Problem: The framework retries transient errors automatically. But non-transient failures (wrong input, business logic error, missing resource) are handed back to the agent with no guidance. Agents often retry the same call or abandon the task.

Protocol (injected into system prompt):

## Operational Protocol: Error Recovery

When a tool call fails:

1. Diagnose — record error in notes, classify as transient or structural
2. Decide — transient: retry once. Structural fixable: fix and retry.
   Structural unfixable: record as failed, move to next item.
   Blocking all progress: record escalation note.
3. Adapt — if same tool failed 3+ times, stop using it and find alternative.
   Update plan in notes. Never silently drop the failed item.

Shared memory: _error_log (list), _failed_tools (dict), _escalation_needed (bool)
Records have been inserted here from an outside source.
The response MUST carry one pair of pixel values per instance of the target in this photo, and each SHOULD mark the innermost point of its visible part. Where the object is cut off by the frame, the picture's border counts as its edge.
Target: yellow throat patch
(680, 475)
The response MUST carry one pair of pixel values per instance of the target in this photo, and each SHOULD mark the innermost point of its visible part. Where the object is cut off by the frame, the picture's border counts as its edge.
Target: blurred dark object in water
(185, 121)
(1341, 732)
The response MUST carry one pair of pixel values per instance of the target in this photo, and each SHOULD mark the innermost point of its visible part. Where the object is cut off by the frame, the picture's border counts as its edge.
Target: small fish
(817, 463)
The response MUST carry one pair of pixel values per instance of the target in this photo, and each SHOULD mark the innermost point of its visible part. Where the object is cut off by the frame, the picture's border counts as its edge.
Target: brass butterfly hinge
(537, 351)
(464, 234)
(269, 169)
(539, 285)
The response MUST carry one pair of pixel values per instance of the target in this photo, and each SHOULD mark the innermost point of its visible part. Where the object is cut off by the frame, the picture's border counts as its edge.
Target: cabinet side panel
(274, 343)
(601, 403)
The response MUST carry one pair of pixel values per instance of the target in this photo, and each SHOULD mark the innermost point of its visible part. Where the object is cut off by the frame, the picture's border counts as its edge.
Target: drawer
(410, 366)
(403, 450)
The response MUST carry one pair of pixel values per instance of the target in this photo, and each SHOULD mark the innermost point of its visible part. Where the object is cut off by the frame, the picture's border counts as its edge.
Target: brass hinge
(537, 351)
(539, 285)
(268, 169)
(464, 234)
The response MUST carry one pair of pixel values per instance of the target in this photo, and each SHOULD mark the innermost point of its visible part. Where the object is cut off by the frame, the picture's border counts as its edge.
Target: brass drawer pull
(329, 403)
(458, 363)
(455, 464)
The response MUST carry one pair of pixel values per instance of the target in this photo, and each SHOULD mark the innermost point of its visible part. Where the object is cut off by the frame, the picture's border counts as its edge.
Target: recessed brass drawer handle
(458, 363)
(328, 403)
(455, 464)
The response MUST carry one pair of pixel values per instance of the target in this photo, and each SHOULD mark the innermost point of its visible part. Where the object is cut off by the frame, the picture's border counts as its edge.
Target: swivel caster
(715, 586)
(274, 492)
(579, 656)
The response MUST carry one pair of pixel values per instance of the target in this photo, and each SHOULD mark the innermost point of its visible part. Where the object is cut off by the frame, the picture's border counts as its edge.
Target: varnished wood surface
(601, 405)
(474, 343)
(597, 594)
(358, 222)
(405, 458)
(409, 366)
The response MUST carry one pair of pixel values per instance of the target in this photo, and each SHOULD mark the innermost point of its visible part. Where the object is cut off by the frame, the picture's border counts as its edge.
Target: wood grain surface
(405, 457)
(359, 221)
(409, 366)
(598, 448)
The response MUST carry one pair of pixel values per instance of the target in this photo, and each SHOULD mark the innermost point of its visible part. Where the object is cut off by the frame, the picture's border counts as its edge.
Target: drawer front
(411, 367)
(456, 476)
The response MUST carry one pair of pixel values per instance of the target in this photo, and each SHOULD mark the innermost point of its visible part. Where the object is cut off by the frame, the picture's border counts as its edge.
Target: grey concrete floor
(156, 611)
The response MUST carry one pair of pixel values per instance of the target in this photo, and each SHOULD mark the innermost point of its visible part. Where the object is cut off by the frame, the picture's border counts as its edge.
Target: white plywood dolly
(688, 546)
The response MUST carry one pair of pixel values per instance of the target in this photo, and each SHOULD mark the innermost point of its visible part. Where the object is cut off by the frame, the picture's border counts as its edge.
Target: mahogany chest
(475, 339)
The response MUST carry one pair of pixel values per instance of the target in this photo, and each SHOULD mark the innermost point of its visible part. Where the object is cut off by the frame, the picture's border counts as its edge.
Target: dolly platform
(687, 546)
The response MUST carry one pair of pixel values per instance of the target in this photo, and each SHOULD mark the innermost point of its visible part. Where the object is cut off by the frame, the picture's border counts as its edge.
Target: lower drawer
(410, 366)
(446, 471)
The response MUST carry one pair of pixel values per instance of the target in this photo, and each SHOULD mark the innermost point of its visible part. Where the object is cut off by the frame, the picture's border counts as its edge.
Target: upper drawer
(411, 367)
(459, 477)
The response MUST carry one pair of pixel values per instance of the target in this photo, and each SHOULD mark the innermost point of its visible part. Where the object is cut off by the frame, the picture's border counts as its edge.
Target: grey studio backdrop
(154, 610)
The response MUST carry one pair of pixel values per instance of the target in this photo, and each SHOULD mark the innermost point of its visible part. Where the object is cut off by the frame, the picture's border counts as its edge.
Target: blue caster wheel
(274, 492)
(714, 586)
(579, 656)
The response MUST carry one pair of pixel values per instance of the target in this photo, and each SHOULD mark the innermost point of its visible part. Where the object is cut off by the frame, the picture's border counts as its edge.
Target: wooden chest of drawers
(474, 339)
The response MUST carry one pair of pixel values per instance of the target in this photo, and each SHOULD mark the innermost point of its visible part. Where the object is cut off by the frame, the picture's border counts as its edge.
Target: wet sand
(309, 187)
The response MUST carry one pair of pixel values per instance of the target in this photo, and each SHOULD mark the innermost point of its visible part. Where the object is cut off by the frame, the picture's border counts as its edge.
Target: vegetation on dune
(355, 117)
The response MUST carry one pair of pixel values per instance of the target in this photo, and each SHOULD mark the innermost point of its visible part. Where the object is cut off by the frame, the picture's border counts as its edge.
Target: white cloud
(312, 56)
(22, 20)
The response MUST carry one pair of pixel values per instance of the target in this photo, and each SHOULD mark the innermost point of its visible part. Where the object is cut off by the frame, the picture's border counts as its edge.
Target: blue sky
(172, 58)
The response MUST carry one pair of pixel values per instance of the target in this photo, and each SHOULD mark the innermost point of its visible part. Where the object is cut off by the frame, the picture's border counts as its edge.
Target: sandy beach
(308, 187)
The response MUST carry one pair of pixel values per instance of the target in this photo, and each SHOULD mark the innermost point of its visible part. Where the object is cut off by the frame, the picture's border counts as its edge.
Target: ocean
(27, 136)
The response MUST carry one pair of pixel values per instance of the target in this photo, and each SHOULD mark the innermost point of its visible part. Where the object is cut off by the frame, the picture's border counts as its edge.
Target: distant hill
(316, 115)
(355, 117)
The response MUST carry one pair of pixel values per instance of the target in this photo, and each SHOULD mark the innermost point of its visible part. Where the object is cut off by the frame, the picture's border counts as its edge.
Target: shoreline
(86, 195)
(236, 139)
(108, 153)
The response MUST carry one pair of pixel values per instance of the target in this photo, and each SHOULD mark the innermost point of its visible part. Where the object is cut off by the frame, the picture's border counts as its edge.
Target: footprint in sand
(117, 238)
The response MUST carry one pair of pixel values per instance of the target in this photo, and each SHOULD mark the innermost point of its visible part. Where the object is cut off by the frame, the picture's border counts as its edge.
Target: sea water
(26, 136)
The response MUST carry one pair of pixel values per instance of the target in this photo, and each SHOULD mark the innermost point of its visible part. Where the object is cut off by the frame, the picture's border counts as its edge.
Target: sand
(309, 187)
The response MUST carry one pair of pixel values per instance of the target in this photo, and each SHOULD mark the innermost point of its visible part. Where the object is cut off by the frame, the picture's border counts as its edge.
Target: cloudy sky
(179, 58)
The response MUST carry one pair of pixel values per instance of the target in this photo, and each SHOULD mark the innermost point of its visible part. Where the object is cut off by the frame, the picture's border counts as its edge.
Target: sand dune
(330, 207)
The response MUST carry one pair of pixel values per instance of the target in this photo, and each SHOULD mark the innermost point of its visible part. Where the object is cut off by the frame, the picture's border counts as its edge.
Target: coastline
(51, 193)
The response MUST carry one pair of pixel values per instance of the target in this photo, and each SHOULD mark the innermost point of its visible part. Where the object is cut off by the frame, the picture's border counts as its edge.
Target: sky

Config: enabled (default true), max_retries_per_tool (default 3), escalation_on_block (default true)

5.4 Default Skill Configuration

Agents configure default skills via default_skills in their agent definition:

Declarative (agent.json):

{
  "default_skills": {
    "hive.note-taking": { "enabled": true },
    "hive.colony-progress-tracker": { "enabled": true },
    "hive.context-preservation": {
      "enabled": true,
      "warn_at_usage_ratio": 0.4
    },
    "hive.quality-monitor": { "enabled": false },
    "hive.error-recovery": { "enabled": true }
  }
}

Disable all: "default_skills": {"_all": {"enabled": false}}

5.5 Prompt Budget

All default skill protocols combined must total under 2000 tokens to minimize impact on the agent's domain reasoning budget. Protocols are terse operational checklists, not verbose documentation.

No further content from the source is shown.